Reputation: 2037
I want to define two functions with the same name but one applying a transformation on a float4 and the other one apply a transformation on float3 but it says:
conflicting types for 'mult'
Is it impossible or something is wrong in my code?
typedef struct {
float m[16]; // member elements of the matrix
} mat4;
typedef struct {
float m[9];
} mat3;
float4 mult(mat4 matrix, float4 p) {
return
matrix.m[0] * p.x + matrix.m[1] * p.y + matrix.m[2] * p.z + matrix.m[3] * p.w +
matrix.m[4] * p.x + matrix.m[5] * p.y + matrix.m[6] * p.z + matrix.m[7] * p.w +
matrix.m[8] * p.x + matrix.m[9] * p.y + matrix.m[10] * p.z + matrix.m[11] * p.w +
matrix.m[12] * p.x + matrix.m[13] * p.y + matrix.m[14] * p.z + matrix.m[15] * p.w ;
}
float3 mult(mat4 matrix, float3 p) {
return mult(matrix, float4(p, 1)).xyz;
}
Upvotes: 2
Views: 1570
Reputation: 9925
Although the OpenCL built-in functions utilise function overloading to provide different variants of the same function with the same name, the OpenCL C specification does not explicitly allow function overloading in user code (and this is not a feature of C99 either).
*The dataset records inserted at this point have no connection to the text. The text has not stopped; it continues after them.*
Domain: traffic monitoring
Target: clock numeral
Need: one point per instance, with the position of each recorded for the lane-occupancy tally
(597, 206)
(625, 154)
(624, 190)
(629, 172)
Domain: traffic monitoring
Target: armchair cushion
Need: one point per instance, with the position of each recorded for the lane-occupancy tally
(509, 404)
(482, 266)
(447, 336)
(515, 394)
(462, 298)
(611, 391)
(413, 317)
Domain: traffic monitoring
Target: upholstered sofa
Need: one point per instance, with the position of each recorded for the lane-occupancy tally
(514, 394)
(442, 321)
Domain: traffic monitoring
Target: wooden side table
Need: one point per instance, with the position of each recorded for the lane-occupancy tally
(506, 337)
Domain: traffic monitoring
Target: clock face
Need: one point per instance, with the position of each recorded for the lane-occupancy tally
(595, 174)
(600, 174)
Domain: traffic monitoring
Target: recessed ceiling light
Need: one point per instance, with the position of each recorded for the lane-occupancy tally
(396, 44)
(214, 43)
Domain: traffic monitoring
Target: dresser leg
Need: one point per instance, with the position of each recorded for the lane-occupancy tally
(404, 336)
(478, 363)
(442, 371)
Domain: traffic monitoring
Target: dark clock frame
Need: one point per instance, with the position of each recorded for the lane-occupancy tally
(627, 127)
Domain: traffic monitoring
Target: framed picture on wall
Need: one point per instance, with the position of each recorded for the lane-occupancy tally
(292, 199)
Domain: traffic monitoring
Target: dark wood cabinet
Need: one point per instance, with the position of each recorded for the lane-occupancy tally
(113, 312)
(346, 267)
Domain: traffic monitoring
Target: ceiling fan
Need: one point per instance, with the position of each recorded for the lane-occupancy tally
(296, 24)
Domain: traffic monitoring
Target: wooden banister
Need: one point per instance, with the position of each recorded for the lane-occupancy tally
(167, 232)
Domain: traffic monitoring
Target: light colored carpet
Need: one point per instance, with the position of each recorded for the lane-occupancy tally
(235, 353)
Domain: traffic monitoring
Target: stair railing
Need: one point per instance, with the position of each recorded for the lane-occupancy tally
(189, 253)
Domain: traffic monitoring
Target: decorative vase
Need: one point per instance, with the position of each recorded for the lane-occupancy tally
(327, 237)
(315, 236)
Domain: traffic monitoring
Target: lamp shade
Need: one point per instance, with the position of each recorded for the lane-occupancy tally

It might be that some of the Clang-based OpenCL implementations let you use the overloadable
function attribute, which would look something like this:
float4 __attribute__((overloadable)) mult(mat4 matrix, float4 p) {
...
}
float3 __attribute__((overloadable)) mult(mat4 matrix, float3 p) {
...
}
This is not a standard OpenCL feature however, and is not guaranteed to work on all OpenCL platforms. The OpenCL C++ kernel language proposed for OpenCL 2.1 will natively support function overloading.